Bärte und Geheimnisse
Das letzte Mal, dass ich mich über den Samichlaus gefreut habe, war vor dreissig Jahren. Ich war zwölf Jahre alt und das erste Jahr im Gymnasium, noch voller Elan und Fleiss. Die älteren Klassen organisierten am 6. Dezember für die ersten Klassen einen Samichlaus, d.h. wahrscheinlich verkleidete sich ein angehender Maturand als Samichlaus und stiefelte von Klasse zu Klasse, um einen grossen Sack mit Nüsschen, Mandarinen und Schokolade zu verteilen. Nicht, dass ich noch an den Samichlaus geglaubt hätte, nein. So naiv war ich nicht mehr. Aber gefreut habe ich mich und ich muss zugeben, dass ich sogar recht nervös war, obwohl ich zu dieser Zeit noch keinen Grund hatte zu befürchten, dass ich die Fitze bekommen könnte. Ich kann also eigentlich nicht so recht erklären, wie meine Freude zustande kam. Als Kind war der Samichlaus natürlich schon eine faszinierende Figur und ich erinnern mich an einen Super - 8 –Film aus den frühen Siebzigerjahren, welchen mich als Dreikäsehoch vor dem Nikolas zeigt, nervös von einem Bein aufs andere wankend und, hätte es zu dieser Zeit schon Tonfilme gegeben, man hörte bestimmt mein Stottern beim Rezitieren des Gedichtes. Gross war auch jeweils die Freude, wenn wir in der Stadt das Märlitram sahen, welches ja vom Samichlaus gefahren wird. Obwohl ich es schon früh ahnte, war ich mir doch lange Zeit nicht so sicher, ob es nicht tatsächlich der echte Samichlaus ist, der da für die VBZ seine Runden fuhr, und selbst als es dann mit der Zeit doch klar war, ging der Zauber nie so richtig verloren.

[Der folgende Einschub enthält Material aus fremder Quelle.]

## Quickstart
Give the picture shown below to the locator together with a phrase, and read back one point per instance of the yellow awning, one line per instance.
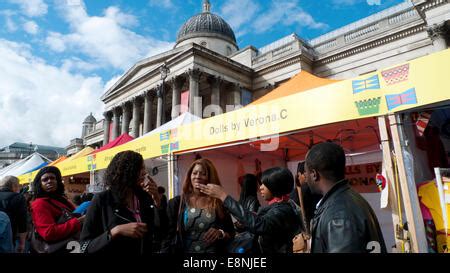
(300, 82)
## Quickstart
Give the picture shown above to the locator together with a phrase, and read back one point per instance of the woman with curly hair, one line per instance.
(198, 223)
(121, 219)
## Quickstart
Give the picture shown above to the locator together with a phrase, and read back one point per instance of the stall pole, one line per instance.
(408, 189)
(170, 176)
(387, 159)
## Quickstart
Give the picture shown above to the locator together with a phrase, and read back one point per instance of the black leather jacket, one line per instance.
(275, 224)
(345, 223)
(250, 203)
(105, 213)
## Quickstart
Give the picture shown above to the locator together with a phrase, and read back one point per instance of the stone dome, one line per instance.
(206, 24)
(90, 119)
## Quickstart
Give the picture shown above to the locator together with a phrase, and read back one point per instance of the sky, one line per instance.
(57, 57)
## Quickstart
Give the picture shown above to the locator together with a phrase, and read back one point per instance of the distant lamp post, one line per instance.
(164, 71)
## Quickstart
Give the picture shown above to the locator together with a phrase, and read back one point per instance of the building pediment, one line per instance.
(140, 69)
(148, 69)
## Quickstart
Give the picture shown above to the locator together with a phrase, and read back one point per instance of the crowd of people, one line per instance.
(134, 216)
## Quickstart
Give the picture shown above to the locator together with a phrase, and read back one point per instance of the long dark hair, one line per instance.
(39, 192)
(300, 169)
(123, 173)
(249, 187)
(213, 178)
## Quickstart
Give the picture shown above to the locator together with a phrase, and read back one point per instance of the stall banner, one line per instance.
(402, 87)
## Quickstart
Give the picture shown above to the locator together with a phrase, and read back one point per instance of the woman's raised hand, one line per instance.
(212, 190)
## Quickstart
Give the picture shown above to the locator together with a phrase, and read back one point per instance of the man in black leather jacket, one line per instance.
(275, 224)
(343, 222)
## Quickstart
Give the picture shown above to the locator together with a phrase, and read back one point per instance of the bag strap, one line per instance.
(302, 208)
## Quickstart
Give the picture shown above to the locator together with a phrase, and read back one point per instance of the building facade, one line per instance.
(207, 74)
(18, 150)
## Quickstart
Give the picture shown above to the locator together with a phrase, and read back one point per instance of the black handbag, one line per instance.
(244, 243)
(39, 245)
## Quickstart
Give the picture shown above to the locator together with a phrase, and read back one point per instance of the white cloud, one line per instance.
(8, 15)
(167, 4)
(76, 64)
(374, 2)
(32, 8)
(55, 41)
(286, 12)
(106, 39)
(345, 2)
(31, 27)
(10, 24)
(42, 103)
(239, 13)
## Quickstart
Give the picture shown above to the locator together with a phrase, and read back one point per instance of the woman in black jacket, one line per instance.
(248, 197)
(198, 223)
(121, 219)
(276, 224)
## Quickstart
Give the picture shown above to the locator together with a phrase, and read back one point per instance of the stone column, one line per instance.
(136, 116)
(125, 118)
(148, 102)
(160, 107)
(236, 94)
(106, 125)
(437, 33)
(194, 78)
(116, 121)
(177, 84)
(215, 83)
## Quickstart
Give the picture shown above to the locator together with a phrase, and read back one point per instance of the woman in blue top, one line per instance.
(199, 222)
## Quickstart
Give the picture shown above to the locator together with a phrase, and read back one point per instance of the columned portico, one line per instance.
(160, 107)
(148, 102)
(136, 116)
(106, 126)
(125, 117)
(177, 84)
(116, 121)
(236, 94)
(194, 78)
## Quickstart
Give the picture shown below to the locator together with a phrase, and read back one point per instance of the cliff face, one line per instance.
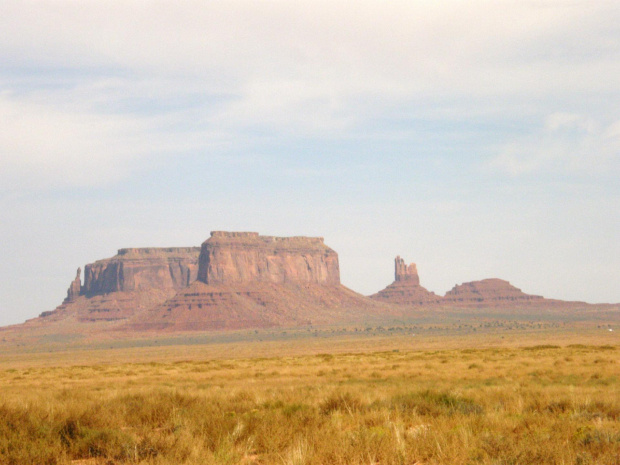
(246, 280)
(488, 292)
(406, 289)
(75, 288)
(141, 270)
(246, 257)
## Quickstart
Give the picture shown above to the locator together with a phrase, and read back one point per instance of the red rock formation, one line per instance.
(132, 281)
(246, 280)
(74, 288)
(142, 270)
(488, 292)
(406, 289)
(403, 272)
(244, 257)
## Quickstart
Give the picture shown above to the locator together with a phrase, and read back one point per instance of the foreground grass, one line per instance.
(529, 405)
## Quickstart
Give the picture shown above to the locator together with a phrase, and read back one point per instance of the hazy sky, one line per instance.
(476, 138)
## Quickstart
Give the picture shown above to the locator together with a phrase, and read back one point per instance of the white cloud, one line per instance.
(566, 143)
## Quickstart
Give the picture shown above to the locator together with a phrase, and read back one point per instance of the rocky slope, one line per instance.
(246, 280)
(489, 292)
(133, 280)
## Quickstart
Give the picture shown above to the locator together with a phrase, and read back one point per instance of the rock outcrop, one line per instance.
(246, 257)
(404, 272)
(246, 280)
(141, 269)
(489, 292)
(406, 289)
(75, 288)
(134, 280)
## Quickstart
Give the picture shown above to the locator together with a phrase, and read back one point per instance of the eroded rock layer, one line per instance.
(247, 257)
(406, 289)
(142, 269)
(488, 292)
(246, 280)
(134, 280)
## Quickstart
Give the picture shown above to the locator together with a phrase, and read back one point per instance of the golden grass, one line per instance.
(343, 402)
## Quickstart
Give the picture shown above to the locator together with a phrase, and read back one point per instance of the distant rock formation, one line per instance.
(133, 280)
(244, 257)
(141, 269)
(75, 288)
(488, 292)
(247, 280)
(406, 289)
(403, 272)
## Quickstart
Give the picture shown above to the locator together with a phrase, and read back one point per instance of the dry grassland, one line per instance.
(534, 404)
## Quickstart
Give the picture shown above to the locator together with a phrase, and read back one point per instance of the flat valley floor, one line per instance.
(483, 392)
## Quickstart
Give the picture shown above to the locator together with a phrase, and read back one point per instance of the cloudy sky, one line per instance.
(478, 139)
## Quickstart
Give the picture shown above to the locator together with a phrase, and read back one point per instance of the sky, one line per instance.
(477, 139)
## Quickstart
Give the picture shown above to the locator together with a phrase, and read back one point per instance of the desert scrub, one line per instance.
(322, 409)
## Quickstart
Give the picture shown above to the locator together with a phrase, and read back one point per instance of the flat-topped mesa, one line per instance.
(140, 269)
(406, 289)
(488, 292)
(247, 257)
(404, 272)
(75, 288)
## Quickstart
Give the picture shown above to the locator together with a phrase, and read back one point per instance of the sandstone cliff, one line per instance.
(244, 257)
(406, 289)
(75, 288)
(489, 292)
(141, 269)
(134, 280)
(246, 280)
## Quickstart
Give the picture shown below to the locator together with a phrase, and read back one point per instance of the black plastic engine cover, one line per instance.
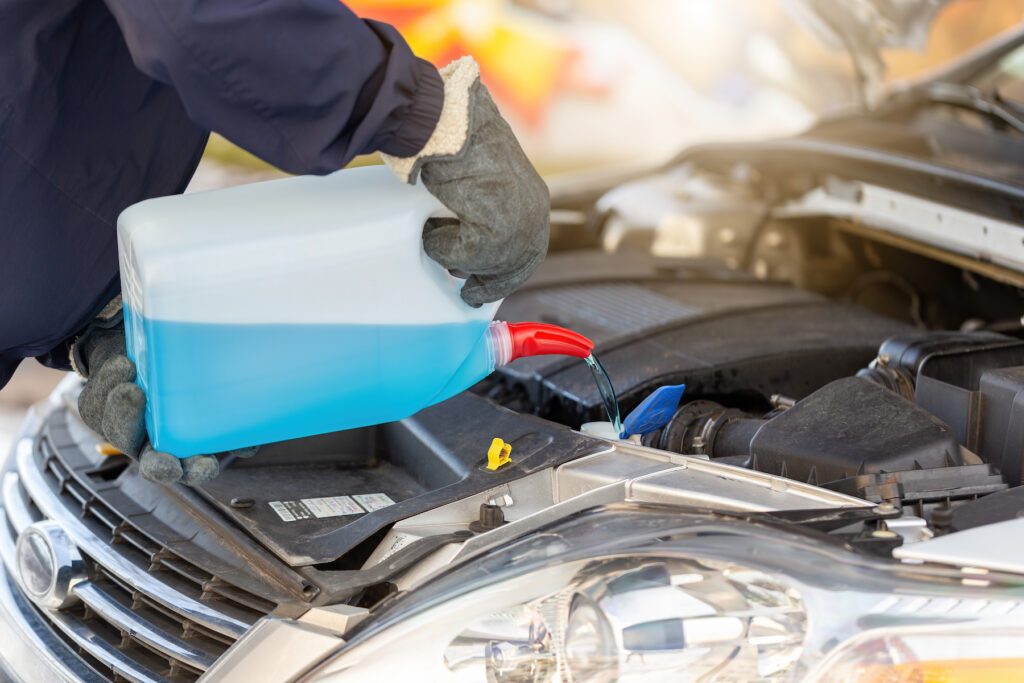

Und was hat das Ganze mit Sex zu tun? Nein, es geht nicht um das Geheimnis, ob ich auf Männer mit Bart und roter Robe stehe, und ich wünsche mir auch nicht im Geheimen Sexspielchen mit der Rute. Es geht darum, dass der Zauber verloren geht, wenn das Geheimnis gelüftet wird. Wenn im Oktober schon die ersten Schoggisamichläuse in den Regalen der Grossverteiler stehen, wenn im November dann an jeder Hauswand ein Samichlaus die Fassade hinaufklettert und im Dezember vierzig Samichläuse mit sexy Samichläusinnen auf ihren Harley- Davidsons durch die Zürcher Altstadt donnern – unter begeisterten Blicken der erwachsenen Passanten notabene – dann, ja dann verliert das Geheimnis um den Samichlaus definitiv seinen Zauber und das Leuchten in den Kinderaugen verschwindet immer früher. Ähnlich verhält es sich mit dem Geheimnis rund um die Sexualität. Aufklärung tut Not und in angebrachter Form darf sie von mir aus auch schon im Kindergarten beginnen, aber ich möchte gar nicht alles über die Sexualität wissen, weder über die weibliche noch über meine eigene. Ich wünsche meinen Kindern, dass sie (und nicht die Werbung, nicht das Internet und nicht die Handyfilmchen) die Geheimnisse eines nach dem anderen lüften und dass am Ende trotzdem das eine oder andere ein Geheimnis bleibt, auf dass der Zauber, der die Sexualität im besten Fall begleitet, nie verloren geht.